Is baby shampoo pH balanced? I was long under the impression that it’s actually alkaline because, while harder on then hair shaft, it was gentle on the eyes that way.

pH balanced shampoos actually sting the eyes, but clean the hair better.

I saw a TV show where they explained how soap & shampoo was made, worked, etc…

They said that regular shampoo has ingredient(s) in it to make it lather/foam up. This is because consumers like to see the product in action. If you have shampoo that doesn’t foam up at all, it does just as good a job but people don’t perceive that it does such a good job. They said that those no tears shampoos just leave out that ingredient(s) so therefore don’t foam up as much.

Has anyone else noticed that judging from a baby’s reaction, if you accidentally get it in their eyes the “No More Tears” stuff apparently still hurts like hell.

My son cries if he gets water in his eyes. Its just a less dramatic and sustained reaction. Babies cry as a response to anything they find unpleasant, it’s how they communicate. Try some baby shampoo, it still not a pleasant experience to get it in your eyes, its just not as bad as getting an eyeful of regular shampoo.

Maybe the anesthetic rumor is from the ingredient Cocamidopropyl Betaine. The “-caine” ending is used for anesthetics related to cocaine, such as novocaine. The “-aine” in Cocamidopropyl Betaine is close enough to “-caine” to confuse some people. It isn’t an anesthetic, of course. Its description is given as “Used in shampoos, bubble baths and liquid handsoaps. Provides good foaming and foam liquid stabilization with excellent wetting properties. Compatible with anionic, cationic, and nonionic surfactants.”
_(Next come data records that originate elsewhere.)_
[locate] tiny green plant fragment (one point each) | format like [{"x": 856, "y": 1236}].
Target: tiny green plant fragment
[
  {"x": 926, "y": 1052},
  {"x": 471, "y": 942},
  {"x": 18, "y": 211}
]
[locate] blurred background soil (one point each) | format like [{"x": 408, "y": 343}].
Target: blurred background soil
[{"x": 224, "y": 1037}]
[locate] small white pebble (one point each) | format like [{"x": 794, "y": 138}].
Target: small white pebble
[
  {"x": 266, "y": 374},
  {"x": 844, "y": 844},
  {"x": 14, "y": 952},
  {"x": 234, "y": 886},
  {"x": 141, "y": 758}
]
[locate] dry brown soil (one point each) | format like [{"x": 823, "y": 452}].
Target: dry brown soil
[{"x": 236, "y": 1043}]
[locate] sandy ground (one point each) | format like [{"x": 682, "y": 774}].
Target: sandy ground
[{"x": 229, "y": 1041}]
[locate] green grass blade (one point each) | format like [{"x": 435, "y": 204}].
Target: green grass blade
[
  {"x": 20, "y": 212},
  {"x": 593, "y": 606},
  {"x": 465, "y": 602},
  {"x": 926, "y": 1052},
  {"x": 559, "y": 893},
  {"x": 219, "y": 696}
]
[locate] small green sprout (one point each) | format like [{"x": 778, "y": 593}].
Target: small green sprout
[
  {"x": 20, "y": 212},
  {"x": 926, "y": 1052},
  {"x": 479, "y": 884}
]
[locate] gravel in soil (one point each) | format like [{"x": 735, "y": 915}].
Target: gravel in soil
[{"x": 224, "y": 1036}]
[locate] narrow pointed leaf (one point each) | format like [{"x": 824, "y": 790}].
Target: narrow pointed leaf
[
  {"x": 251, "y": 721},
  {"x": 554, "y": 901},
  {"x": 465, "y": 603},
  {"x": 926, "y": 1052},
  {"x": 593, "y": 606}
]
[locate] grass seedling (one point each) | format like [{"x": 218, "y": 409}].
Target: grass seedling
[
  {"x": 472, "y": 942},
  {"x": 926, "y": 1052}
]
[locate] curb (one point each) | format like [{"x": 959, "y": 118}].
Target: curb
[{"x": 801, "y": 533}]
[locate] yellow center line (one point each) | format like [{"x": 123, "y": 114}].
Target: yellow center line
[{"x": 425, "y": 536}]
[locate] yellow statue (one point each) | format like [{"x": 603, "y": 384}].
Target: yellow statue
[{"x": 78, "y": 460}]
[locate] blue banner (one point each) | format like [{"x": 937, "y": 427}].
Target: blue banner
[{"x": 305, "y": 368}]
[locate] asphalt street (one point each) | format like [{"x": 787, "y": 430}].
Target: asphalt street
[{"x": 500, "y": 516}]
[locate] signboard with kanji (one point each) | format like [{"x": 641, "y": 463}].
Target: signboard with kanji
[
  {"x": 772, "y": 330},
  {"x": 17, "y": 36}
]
Yes, many baby shampoos are “pH balanced”. The labels seldom say what particular acid or base is used to do the balancing. The term “pH balanced” appeared back when many people where still washing their hair with bar-soap, or liquid soap, rather than “modern” detergents. The high pH of cheap soap could do horrible things to hair. Now that most people use synthetic detergents the whole “pH balanced” schtick makes less persuasive ad-copy than it once did. It’s probably not entirely irrelevant yet, but it’s getting there.